Dusk in the Frog Pond is a collection of eight short stories that explore the lives of immigrants as they deal with the challenges of migration, displacement, identity, nostalgia, loneliness, socio-economic disparity, and cultural assimilation. A particular focus is the theme of arranged marriages. The main characters are Muslim women in or from Bangladesh. Some of the marriages are happy. In others the women feel isolated, often trapped and always unloved. These are powerful stories, reflecting joy and sorrow, never forgetting the eternally burning fire of hope that both lives and dies within all of us, and depicting culture, tradition, and history in parallel force with today's modernized world.
About the author
Rummana Chowdhury is the author of forty-three books, in both Bengali and English, which include poetry, short stories, novels, and essays. She is a leading global commentator on issues of migration that pertain to the South Asian Diaspora, violence against women, diasporic literature, translation, cultural and historical remembrance strategies, and feminist politics and culture. She has received several notable awards including Woman of the Year, 2010, Canada, and Best Writer and Translator for Diaspora Literature, Ontario Bengali Cultural Society, 2016. She has also received several awards for her contributions to Bengali, English and Diasporic literature and translation work, including, most recently, the Kobi Jasim Uddin Award, 2019, and the Bangladesh Lekhika Shongho Award for Literature and Translation, 2017. She immigrated to Canada in 1982 and for the past thirty years has worked as an accredited interpreter/ translator. She lives in Mississauga, Ontario.
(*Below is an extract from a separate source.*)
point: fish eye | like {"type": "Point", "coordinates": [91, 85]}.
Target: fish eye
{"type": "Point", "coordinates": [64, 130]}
"Rummana Chowdhury has carefully crafted the short stories in this book. The emotions of women, the Liberation War of Bangladesh, the dilemma of diaspora and many other sentiments have been expressed with her lucid pen. Really worth reading!"
Nashid Kamal, academic, author, singer
"Dusk in the Frog Pond and Other Stories makes a thoughtful contribution to the growing literary collective of immigrant women's experiences, as well as adding a new facet to the substantial creative output of Rummana Chowdhury. These provocative stories follow Bangladeshi women as they navigate their roles and responsibilities as wives and mothers, through cultural displacement, psychological trauma and more, as they seek personal fulfilment and some control over their own destinies."
Kathleen M. O'Connell, author of Rabindranath Tagore: The Poet as Educator
"Fiction rich in ideas and ambience for one who loves journeying into a literary landscape on a quiet weekend. Rummana Chowdhury gives us one more treasure of stories rooted in heritage. Unputdownable, in simple terms."